Walking briskly down the gallery, Rose descended the staircase; then entered the hall. She paused for a minute to look at the pictures on the walls once more before moving on. The hall-door stood open and she stepped over the threshold. It was a lovely morning; the early sun shone serenely on the slowly awakening Spring. Stopping in the middle of the lawn, Rose looked up and properly looked at her new home. It was three storeys high, and quite wide, with battlements round the top. The grey front stood out well from the background of a rookery, whose cawing tenants were absent. Farther off were hills; not so lofty as those round Lowwood, not like barriers of separation from the living world; but yet quiet and lonely hills enough, and they seemed to embrace Thornfield with a seclusion Rose had not expected to find existent so near the stirring locality of Millcote. The artistic eye that Rose seemed to have gained when she became Jane Eyre was enjoying the sights before her and absently sketching the landscape in her head when Mrs Fairfax appeared at the hall door.

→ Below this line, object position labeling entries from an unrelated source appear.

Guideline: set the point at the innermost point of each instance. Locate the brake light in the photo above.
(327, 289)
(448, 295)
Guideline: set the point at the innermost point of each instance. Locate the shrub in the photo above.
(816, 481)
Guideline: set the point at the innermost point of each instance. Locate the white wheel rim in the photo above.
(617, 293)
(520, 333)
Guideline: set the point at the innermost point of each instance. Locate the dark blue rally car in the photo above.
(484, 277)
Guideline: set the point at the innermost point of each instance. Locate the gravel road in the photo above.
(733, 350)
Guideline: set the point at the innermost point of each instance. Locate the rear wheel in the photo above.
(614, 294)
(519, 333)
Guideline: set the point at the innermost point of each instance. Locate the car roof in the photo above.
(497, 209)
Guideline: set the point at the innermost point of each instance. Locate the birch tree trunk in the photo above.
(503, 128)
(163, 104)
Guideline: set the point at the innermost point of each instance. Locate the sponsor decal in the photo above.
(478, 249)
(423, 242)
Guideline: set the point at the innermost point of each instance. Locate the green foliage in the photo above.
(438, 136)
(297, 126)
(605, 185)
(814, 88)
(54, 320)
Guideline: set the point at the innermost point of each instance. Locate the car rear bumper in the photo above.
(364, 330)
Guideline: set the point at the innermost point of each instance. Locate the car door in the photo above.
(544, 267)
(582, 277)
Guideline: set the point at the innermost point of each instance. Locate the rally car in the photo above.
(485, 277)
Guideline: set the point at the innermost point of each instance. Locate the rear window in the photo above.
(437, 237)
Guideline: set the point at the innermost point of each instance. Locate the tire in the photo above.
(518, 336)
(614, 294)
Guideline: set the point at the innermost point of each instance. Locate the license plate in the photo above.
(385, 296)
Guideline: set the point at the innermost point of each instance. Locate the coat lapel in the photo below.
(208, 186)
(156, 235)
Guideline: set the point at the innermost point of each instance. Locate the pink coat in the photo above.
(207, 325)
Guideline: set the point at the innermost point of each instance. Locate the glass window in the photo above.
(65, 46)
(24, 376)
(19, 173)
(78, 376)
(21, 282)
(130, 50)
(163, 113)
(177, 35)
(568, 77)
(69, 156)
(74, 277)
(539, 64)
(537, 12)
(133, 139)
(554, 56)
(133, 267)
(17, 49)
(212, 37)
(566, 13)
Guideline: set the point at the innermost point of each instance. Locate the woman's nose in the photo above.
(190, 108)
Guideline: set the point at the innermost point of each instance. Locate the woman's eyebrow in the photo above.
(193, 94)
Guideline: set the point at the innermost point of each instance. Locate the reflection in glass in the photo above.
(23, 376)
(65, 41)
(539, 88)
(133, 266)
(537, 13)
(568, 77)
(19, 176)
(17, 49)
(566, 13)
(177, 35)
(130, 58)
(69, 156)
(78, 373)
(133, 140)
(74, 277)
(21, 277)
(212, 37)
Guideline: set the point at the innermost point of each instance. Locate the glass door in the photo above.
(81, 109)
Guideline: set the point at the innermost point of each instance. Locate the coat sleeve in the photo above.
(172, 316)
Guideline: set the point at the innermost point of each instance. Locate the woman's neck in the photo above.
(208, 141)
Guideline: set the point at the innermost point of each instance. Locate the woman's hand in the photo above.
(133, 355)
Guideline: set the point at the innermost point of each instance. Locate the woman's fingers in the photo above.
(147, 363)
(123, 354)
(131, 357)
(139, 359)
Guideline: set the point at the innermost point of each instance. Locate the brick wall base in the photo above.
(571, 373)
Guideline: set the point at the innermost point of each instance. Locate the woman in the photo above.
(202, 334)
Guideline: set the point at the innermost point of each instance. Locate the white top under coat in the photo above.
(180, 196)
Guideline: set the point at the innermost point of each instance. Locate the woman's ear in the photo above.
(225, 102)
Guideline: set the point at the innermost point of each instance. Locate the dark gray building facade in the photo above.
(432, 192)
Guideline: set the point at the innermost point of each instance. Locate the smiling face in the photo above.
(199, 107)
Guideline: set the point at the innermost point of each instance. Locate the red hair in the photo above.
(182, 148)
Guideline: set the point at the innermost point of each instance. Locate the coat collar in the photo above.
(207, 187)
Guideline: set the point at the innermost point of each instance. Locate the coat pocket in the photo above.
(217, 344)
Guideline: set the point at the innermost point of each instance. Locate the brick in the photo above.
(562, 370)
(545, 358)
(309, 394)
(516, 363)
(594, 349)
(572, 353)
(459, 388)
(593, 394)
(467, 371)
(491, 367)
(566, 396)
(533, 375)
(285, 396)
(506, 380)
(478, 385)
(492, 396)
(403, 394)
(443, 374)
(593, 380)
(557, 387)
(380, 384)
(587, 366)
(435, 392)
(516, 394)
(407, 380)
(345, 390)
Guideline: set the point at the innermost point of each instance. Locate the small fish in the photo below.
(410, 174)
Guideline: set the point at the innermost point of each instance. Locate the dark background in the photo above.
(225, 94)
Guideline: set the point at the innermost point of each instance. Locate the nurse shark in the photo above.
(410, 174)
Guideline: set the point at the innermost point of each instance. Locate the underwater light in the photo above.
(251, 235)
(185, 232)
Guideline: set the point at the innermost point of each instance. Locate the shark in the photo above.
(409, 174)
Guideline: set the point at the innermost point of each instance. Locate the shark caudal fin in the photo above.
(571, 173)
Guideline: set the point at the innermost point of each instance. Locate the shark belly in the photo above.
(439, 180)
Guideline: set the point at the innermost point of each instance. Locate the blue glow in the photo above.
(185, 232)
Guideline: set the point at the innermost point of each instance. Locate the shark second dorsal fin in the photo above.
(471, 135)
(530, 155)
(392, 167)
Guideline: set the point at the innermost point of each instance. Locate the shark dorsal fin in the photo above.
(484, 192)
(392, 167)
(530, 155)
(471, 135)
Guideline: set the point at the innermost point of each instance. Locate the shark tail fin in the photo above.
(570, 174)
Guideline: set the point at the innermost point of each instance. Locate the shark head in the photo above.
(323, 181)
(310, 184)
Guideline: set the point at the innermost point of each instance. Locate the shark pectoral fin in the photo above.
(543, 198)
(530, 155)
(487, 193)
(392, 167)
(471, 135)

"What! Up already?" she called. "I see you are an early riser."
Rose over to her, and received (to her surprise) with a kiss on the cheek and shake of the hand.
"How do you like Thornfield, my dear?" she asked.
"Very much, Mrs Fairfax," Rose replied truthfully.
"Yes," she allowed, "it is a pretty place; but I fear it will be getting out of order, unless Mr. Rochester should take it into his head to come and reside here permanently; or, at least, visit it rather oftener: great houses and fine grounds require the presence of the proprietor."
"And what is his relation to my pupil?" Rose asked.
"She is Mr. Rochester's ward; he ordered me to find a governess for her. She is waiting for you in the nursery with her bonne, as she calls her nurse. If you'll follow me, my dear."